For a Vite-based React single-page app, use OIDC with the Authorization Code and PKCE flow through Okta's official @okta/okta-react SDK (built on @okta/okta-auth-js). That's Okta's recommended approach for SPAs, and it needs no backend. Choose SAML only when an enterprise customer or identity provider requires it: a signed SAML assertion can't be validated securely in browser-only JavaScript, so SAML needs a small backend service provider (Node or Express, for example). This walkthrough configures both the Okta side and the React side for each protocol, then shows when a managed auth platform is the simpler path.
This series targets a Vite plus React 18 or 19 single-page app written in TypeScript. Native and React Native apps, and server-rendered React frameworks like Next.js or Remix, are out of scope, since they can validate SAML server-side and have their own Okta patterns.
This is Part 1 of the series: protocol choice, shared Okta setup, and browser-native OIDC through token storage and renewal.
Choosing between OIDC and SAML for your React app
Use OIDC for a React SPA unless something specific forces SAML. The OIDC Authorization Code with PKCE flow runs entirely in the browser through @okta/okta-react, so a Vite SPA needs no backend. SAML delivers a signed XML assertion that has to be validated on a server, so it always needs a backend service provider. Choose the protocol first, because it decides the entire implementation path.
OIDC and SAML in one minute (for React developers)
OpenID Connect (OIDC) is an identity layer on top of OAuth 2.0. It carries identity as JSON and signed JSON Web Tokens (JWTs), which JavaScript reads natively, and it's the modern default for web and mobile sign-in. For a single-page app, the relevant flow is Authorization Code with PKCE: the browser gets a short-lived authorization code, then exchanges it for an ID token and an access token.
Security Assertion Markup Language (SAML) is older and XML-based. An identity provider (IdP) like Okta signs an XML assertion and delivers it to your app over browser redirect and POST bindings. SAML is entrenched in enterprise IT, so many large customers can only federate with SAML.
Both protocols give you single sign-on (SSO): the user authenticates once with Okta, and your app trusts that result. The difference that matters for React is where the token gets validated.
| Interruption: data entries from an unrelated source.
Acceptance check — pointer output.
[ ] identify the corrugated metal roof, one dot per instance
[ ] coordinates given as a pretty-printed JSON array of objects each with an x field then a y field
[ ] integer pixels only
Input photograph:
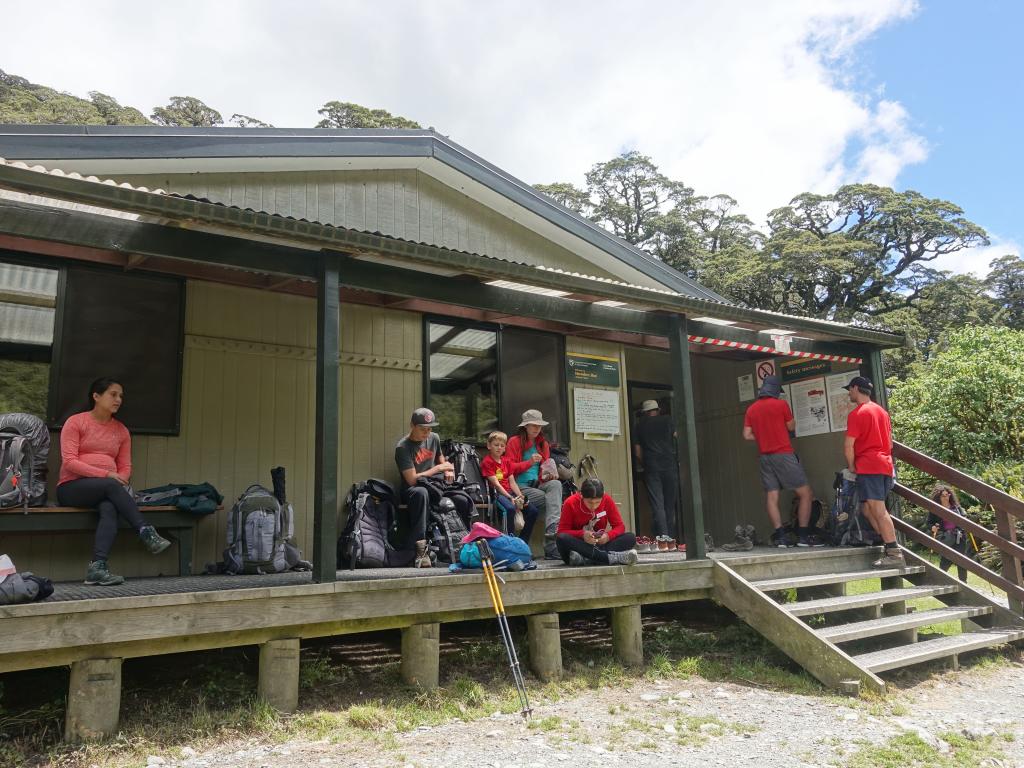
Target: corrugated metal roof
[{"x": 289, "y": 226}]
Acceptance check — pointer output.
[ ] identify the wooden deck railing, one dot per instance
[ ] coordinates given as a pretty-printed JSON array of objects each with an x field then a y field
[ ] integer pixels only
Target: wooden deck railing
[{"x": 1007, "y": 508}]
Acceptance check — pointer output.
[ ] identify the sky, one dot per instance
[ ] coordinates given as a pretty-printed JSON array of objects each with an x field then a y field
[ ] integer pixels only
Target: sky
[{"x": 761, "y": 99}]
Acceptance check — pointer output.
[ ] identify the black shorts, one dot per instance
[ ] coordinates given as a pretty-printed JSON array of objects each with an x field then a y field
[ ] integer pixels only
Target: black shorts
[{"x": 873, "y": 487}]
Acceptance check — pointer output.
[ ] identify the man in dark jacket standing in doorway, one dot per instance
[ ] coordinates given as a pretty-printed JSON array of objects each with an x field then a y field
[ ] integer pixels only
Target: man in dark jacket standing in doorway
[{"x": 654, "y": 449}]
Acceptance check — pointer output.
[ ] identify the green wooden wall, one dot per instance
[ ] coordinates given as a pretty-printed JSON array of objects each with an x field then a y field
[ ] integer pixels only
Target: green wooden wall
[{"x": 401, "y": 203}]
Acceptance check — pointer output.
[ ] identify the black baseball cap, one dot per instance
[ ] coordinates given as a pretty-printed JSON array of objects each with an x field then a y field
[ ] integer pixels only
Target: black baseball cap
[
  {"x": 860, "y": 382},
  {"x": 424, "y": 417}
]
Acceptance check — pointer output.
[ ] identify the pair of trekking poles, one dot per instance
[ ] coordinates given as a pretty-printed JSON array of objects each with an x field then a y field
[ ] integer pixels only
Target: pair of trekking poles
[{"x": 486, "y": 561}]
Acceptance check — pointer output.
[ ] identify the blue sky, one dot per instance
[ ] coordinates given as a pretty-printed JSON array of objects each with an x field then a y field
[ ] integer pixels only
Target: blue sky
[
  {"x": 957, "y": 68},
  {"x": 761, "y": 99}
]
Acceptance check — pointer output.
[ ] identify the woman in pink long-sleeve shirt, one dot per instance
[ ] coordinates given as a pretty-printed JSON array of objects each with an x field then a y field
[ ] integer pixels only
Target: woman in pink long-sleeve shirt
[{"x": 95, "y": 455}]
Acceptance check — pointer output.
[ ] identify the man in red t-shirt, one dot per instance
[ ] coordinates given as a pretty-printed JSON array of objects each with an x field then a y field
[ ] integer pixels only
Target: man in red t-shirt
[
  {"x": 868, "y": 451},
  {"x": 769, "y": 421}
]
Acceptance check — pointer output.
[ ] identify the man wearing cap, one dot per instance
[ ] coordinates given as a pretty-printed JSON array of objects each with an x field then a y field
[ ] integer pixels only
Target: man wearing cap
[
  {"x": 868, "y": 450},
  {"x": 769, "y": 421},
  {"x": 419, "y": 455},
  {"x": 654, "y": 449}
]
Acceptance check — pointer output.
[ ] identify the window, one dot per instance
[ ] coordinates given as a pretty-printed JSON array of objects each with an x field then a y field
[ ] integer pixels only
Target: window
[
  {"x": 64, "y": 327},
  {"x": 482, "y": 378},
  {"x": 28, "y": 307}
]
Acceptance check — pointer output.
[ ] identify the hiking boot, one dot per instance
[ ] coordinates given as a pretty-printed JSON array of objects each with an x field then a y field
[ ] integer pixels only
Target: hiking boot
[
  {"x": 629, "y": 557},
  {"x": 810, "y": 541},
  {"x": 98, "y": 576},
  {"x": 422, "y": 556},
  {"x": 153, "y": 541},
  {"x": 892, "y": 558}
]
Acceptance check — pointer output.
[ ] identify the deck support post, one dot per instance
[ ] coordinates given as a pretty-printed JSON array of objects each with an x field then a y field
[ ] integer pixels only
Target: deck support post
[
  {"x": 627, "y": 635},
  {"x": 421, "y": 655},
  {"x": 93, "y": 699},
  {"x": 328, "y": 426},
  {"x": 279, "y": 674},
  {"x": 684, "y": 418},
  {"x": 545, "y": 646}
]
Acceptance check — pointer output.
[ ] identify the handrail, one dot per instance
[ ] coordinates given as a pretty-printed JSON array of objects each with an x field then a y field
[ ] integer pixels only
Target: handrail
[
  {"x": 960, "y": 560},
  {"x": 1004, "y": 538},
  {"x": 978, "y": 488}
]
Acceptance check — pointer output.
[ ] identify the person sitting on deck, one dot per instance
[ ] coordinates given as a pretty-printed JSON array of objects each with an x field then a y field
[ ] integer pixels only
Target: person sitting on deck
[
  {"x": 769, "y": 421},
  {"x": 592, "y": 531},
  {"x": 527, "y": 450},
  {"x": 419, "y": 455},
  {"x": 497, "y": 469},
  {"x": 95, "y": 455}
]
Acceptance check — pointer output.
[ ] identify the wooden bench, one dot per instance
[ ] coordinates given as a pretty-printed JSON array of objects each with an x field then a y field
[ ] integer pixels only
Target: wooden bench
[{"x": 178, "y": 525}]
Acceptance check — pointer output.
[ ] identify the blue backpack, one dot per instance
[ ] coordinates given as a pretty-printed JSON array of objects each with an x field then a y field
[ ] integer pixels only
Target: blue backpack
[{"x": 504, "y": 548}]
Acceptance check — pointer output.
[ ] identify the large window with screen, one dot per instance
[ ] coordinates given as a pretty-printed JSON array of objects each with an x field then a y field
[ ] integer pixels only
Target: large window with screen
[{"x": 481, "y": 378}]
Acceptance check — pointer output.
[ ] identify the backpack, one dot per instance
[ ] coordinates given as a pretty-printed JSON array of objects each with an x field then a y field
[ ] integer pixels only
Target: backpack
[
  {"x": 467, "y": 469},
  {"x": 505, "y": 549},
  {"x": 364, "y": 543},
  {"x": 25, "y": 446},
  {"x": 847, "y": 525},
  {"x": 445, "y": 531},
  {"x": 260, "y": 535}
]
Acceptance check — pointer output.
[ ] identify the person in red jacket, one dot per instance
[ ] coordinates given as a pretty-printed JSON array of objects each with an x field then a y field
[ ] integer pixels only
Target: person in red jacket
[
  {"x": 592, "y": 531},
  {"x": 527, "y": 450},
  {"x": 868, "y": 450},
  {"x": 95, "y": 469}
]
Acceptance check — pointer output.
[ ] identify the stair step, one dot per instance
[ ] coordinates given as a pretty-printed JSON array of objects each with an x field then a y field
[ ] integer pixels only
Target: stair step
[
  {"x": 855, "y": 631},
  {"x": 904, "y": 655},
  {"x": 774, "y": 585},
  {"x": 829, "y": 604}
]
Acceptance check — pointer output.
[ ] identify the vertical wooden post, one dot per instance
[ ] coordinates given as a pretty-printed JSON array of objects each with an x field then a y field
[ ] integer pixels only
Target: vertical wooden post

The architectural fact that decides it: a SPA is browser-only
A pure React SPA can finish the OIDC flow in the browser, but it can't safely validate a SAML assertion in the browser.
With OIDC, PKCE (Proof Key for Code Exchange) protects the authorization-code exchange for a public client that has no client secret. PKCE is not a form of client authentication; the OAuth Security Best Current Practice (RFC 9700) requires public clients to use it precisely because a browser app can't keep a secret (RFC 7636). The SDK then verifies the ID token's signature against Okta's published public keys, and public-key verification is safe to do client-side.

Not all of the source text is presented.